Una vez las creencias se organizan en la memoria, las defendemos a muerte, no importa cuál sea su contenido. Quizás ésta sea la base de la irracionalidad humana. Dicho de otra forma: una vez instaladas las creencias, defendemos por igual las saludables y las no saludables, las racionales y las irracionales, las correctas y las erróneas, aun cuando nuestro lado consciente piense lo contrario.

¿Por qué no somos capaces de descartar lo inútil, lo absurdo o lo peligroso de una vez? Siguiendo a Krishnamurti, si vemos un precipicio no necesitamos hacer cursos de Precipicio I, Precipicio II y Precipicio III para concientizarnos del riesgo. El hecho se impone, la percepción directa es suficiente: vemos el peligro y no dudamos en retirarnos, "entendimos", y punto. ¿Por qué entonces en la vida cotidiana caemos tantas veces por el precipicio? ¿Por qué repetimos los mismos errores? ¿Por qué nos cuesta tanto asumir una actitud racional frente a los problemas? ¿Somos masoquistas, ignorantes o testarudos?
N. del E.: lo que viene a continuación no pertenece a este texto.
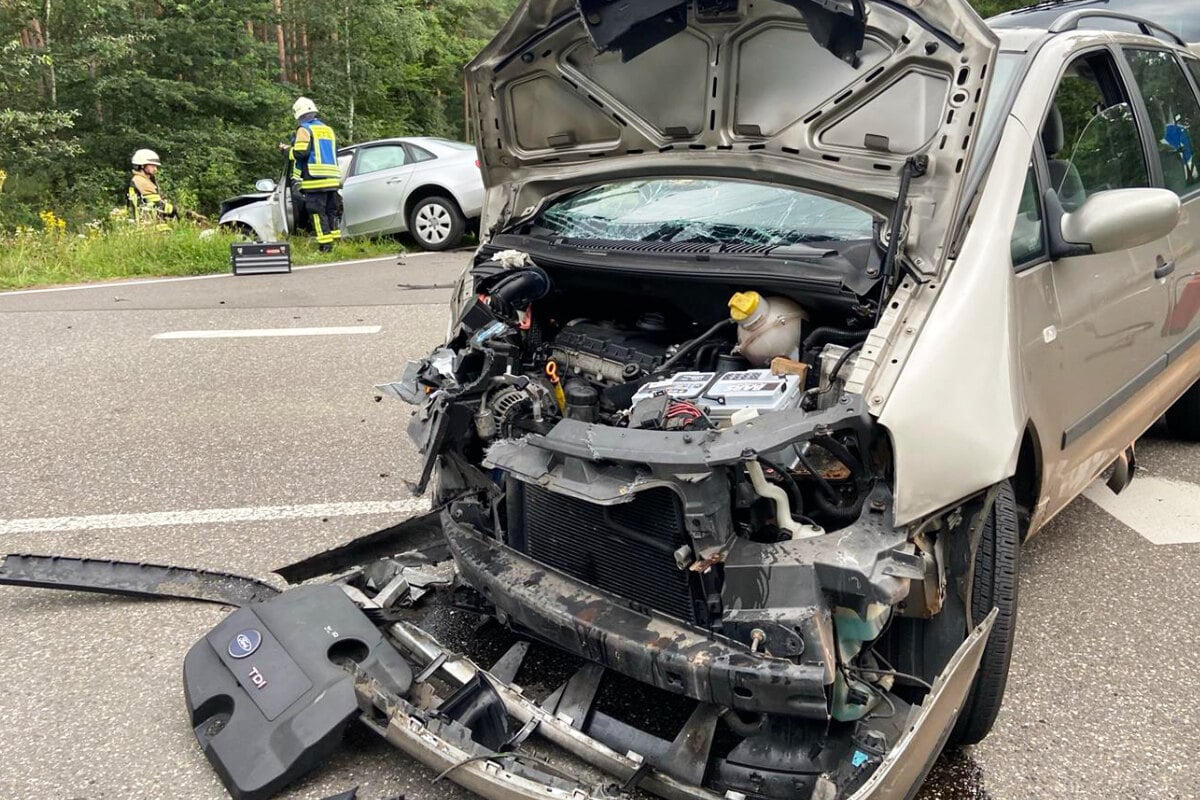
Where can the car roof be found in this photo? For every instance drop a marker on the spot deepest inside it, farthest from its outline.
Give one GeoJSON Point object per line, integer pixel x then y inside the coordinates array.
{"type": "Point", "coordinates": [1174, 18]}
{"type": "Point", "coordinates": [423, 140]}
Recuerdo a un señor que temía tragarse la lengua. Dormía sentado, sólo se alimentaba de líquidos y apenas lograba comunicarse con los demás, pues trataba de mantener la lengua quieta (¡el órgano más móvil de nuestro cuerpo!). Como tal objetivo era prácticamente imposible de alcanzar, el señor se sentía todo el tiempo al borde de una muerte por asfixia. El pensamiento automático que lo invadía una y otra vez era terrible: "Si me trago la lengua, moriré". Obviamente el temor formaba parte de un síndrome más complejo que no detallaré aquí. Lo que me interesa señalar es que ninguna explicación lógica y racional sobre la imposibilidad de tragarse la lengua funcionó. La única estrategia que mostró resultados positivos fue exponerse a lo temido: "¡Tráguese la lengua, inténtelo, a ver si es capaz!" Después de varios ensayos infructuosos, la retroalimentación fue concluyente: "Sí, usted tenía razón, no puedo", dijo evidentemente aliviado.

¿Qué proceso intervino para que mi paciente finalmente lograra modificar su creencia irracional? La realidad, ella se impuso de manera correctiva, los hechos le mostraron de manera irrefutable lo absurdo de su creencia. Una experiencia vital vale más que mil palabras (o muchas horas de consulta). La información que llega de la experiencia directa es mucho más terapéutica que la teoría, aunque las dos son necesarias. Como veremos en la tercera parte del libro, la primera es la fuente de la sabiduría y la segunda, el fundamento de la erudición. Conozco muchas personas desbordantes de conocimiento científico pero sin sentido común.

El camino es aquietar la mente e inducirla a que se mire a sí misma de manera realista. Una mente madura, equilibrada y que aprenda a perder. Una mente humilde, pero no atontada. Una mente abierta al mundo, vigorosa y con los pies en la tierra.